In unserer Arbeit können wir den Umgang mit ‚Mustern’ und den Blick dafür, worum es ‚eigentlich’ oder worum es ‚auch’ geht, aus der Gestalttherapie übernehmen und so die ‚offenen Gestalten’ der jeweiligen Situation erkennen. Dadurch wird es möglich zu unterscheiden, ob ein vom Klienten als problematisch erlebtes Verhalten aus der aktuellen Situation oder aus früheren Beziehungen resultiert. Dies hilft, zielgerichtet auch mit den emotionalen und existenziellen Bedürfnissen der Klienten zu arbeiten und zusammen stimmige Lösungswege und Ausdrucksformen zu finden.

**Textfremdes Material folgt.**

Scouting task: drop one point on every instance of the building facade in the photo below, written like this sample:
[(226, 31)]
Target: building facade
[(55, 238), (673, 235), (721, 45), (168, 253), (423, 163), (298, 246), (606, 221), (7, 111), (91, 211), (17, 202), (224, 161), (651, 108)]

In der Gestalttherapie ist das ‚Hier und Jetzt’ der jeweiligen Begegnung und die Offenheit für das, was sich bei den Beteiligten aktuell in den Vordergrund drängt, Grundhaltung allen Arbeitens. Diese konsequente Prozessorientierung hat uns gelehrt – neben aller Vorbereitung und Konzeption die wir aus unseren anderen Arbeitsfeldern geübt haben – offen zu bleiben für die aktuelle Begegnung und den sich entwickelnden, gemeinsamen Prozess.